Гостиная была лишь немногим больше, чем в квартире Фоксов, но казалось, что в ней легче дышать и больше кислорода.
– Прежде чем начать разговор, давайте выпьем чего– нибудь, – предложил Шонни. Он откинул крышку бара, демонстрируя батарею бутылок. – Какого-нибудь такого напитка, стакан которого вы не купите и за двадцать крон в той жуткой раковой опухоли, откуда вы только что выбрались, да разнесет ее Бог!
Шонни поднес к свету одну из бутылок.
– Сливянка моего собственного производства, – сообщил он. – Хоть изготовление вина и запрещено, как и множество других полезных и угодных Богу занятий, но пусть провалятся в преисподнюю все эти навозные жуки-законодатели с их ничтожными душонками, а Христос их рассудит.
Он разлил вино по стаканам.
– Возьмите стаканы в правую руку и делайте, как я! – приказал Шонни.
Все сделали по глотку.
– Стойте! – закричал вдруг Шонни. – А за что пьем?
– За многое, – сказала Беатриса-Джоанна. – За жизнь. За свободу. За море. За нас. И еще кое за что, но об этом я позже скажу.
– Вот за каждый пункт и выпьем по стакану, – заключил Шонни и улыбнулся: – Рады видеть вас в своей компании.
Шонни был панкельтом, одним из немногих выживших потомков членов Кельтского Союза, которые добровольно покидали Британские острова и, волна за волной, оседали в Арморике. Это было лет сто назад. В жилах Шонни текла бодрящая смесь из крови обитателей острова Мэн и Шетландских островов, жителей графств Гламорган, Эршир и Корк. Шонни, однако, с горячностью доказывал, что браки между выходцами из этих мест отнюдь нельзя называть смешанными. Фергус, Моисей Кельтского Союза, учил, что кельты были единым народом, язык у них был один и религия была искони одна. Он соткал доктрину второго пришествия Мессии из католицизма, кальвинистского методизма и пресвитерианства: церковь, кирха и молитвенный дом были единым храмом вездесущего Бога. В мире, где пелагианство было в действительности индифферентизмом, храмы предназначались для того, чтобы заботливо хранить огонь христианства, как когда-то его хранили при нашествии саксонских орд.
– Мы продолжали молиться, представьте себе, – рассказывал Шонни, наливая дамам еще по стаканчику вина, – хотя, конечно, это тоже противозаконно.

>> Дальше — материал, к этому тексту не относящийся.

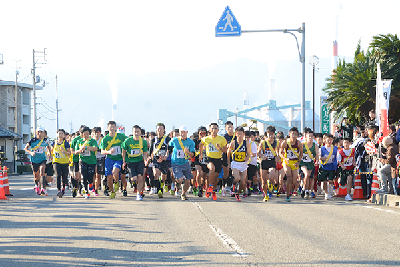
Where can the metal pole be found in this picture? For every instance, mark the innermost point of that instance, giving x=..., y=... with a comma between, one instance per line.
x=34, y=93
x=313, y=97
x=303, y=89
x=57, y=101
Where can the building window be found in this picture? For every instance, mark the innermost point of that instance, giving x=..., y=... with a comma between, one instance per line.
x=25, y=119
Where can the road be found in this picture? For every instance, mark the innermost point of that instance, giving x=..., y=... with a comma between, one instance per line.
x=48, y=231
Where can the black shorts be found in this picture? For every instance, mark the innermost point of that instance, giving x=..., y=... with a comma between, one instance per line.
x=75, y=166
x=36, y=166
x=135, y=168
x=204, y=168
x=251, y=171
x=217, y=164
x=163, y=166
x=267, y=164
x=224, y=160
x=49, y=169
x=101, y=166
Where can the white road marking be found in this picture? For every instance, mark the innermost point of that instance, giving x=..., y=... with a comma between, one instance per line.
x=225, y=239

В прежние времена они нас не трогали, но теперь у них есть эта дьявольская полиция, которая шпионит и арестовывает. Совсем как в священной памяти древние века преследований за веру. Мы тут пару раз служили мессу, так отца Шекеля – спаси и сохрани Господь этого беднягу! – отца Шекеля эти накрашенные жеманники с ружьями забрали в его собственной лавке (он торговец семенами) и увели неизвестно куда. Как бы там ни было, а эти бедные темные глупцы не могут или не хотят понять того, что мы принесли эту жертву во благо Государства. Всех нас ждет голодная смерть (Господи, помилуй нас!), если мы не будем молить Господа о прощении наших богомерзких деяний. Грешим против Света, отрицаем Жизнь. Если и дальше так пойдет, то недолго нам до Страшного суда!
Шонни залпом выпил стакан сливянки и причмокнул толстыми губами.
– Пайки все урезают, – проговорила Беатриса-Джоанна, – и не объясняют почему. На улицах демонстрации. Тристрам угодил в одну. Он был пьян. Его, должно быть, полиция забрала. Мне так кажется. Надеюсь, с ним все в порядке.
– Что ж, по правде говоря, я ему зла не желаю, – проговорил Шонни. – Пьян был, говорите? Значит, есть в нем еще что-то хорошее.
– И как долго ты предполагаешь оставаться у нас? – спросила Мейвис.
– Я думаю… Рано или поздно мне пришлосьбы сказать вам об этом. Надеюсь, что вы в обморок не попадаете. Я беременна, – объявила Беатриса-Джоанна.
– О! – вырвалось у Мейвис.
– И я рада, что я беременна! – с вызовом проговорила Беатриса-Джоанна. – Я хочу иметь ребенка.
– Вот за это уж точно надо выпить! – проревел Шонни. – И наплевать нам на последствия, так я скажу. Это поступок – вот что это такое. Поддержание огня, чтение мессы в подполье. Молодец, девочка!
Он налил всем еще вина.
– Ты хочешь рожать здесь? – спросила Мейвис. – Это опасно. И потом, ты же не сможешь долго скрывать ребенка. Ты должна все тщательно продумать, уж такие теперь времена.
– На это есть воля Божья! – закричал Шонни. – «Плодитесь и размножайтесь». Выходит, в этом твоем мелком мужичке есть еще какая-то жизнь!
– Тристрам не хочет ребенка, – сказала Беатриса– Джоанна. – Он велел мне убираться.
– Кто-нибудь знает, что ты поехала сюда? – спросила Мейвис.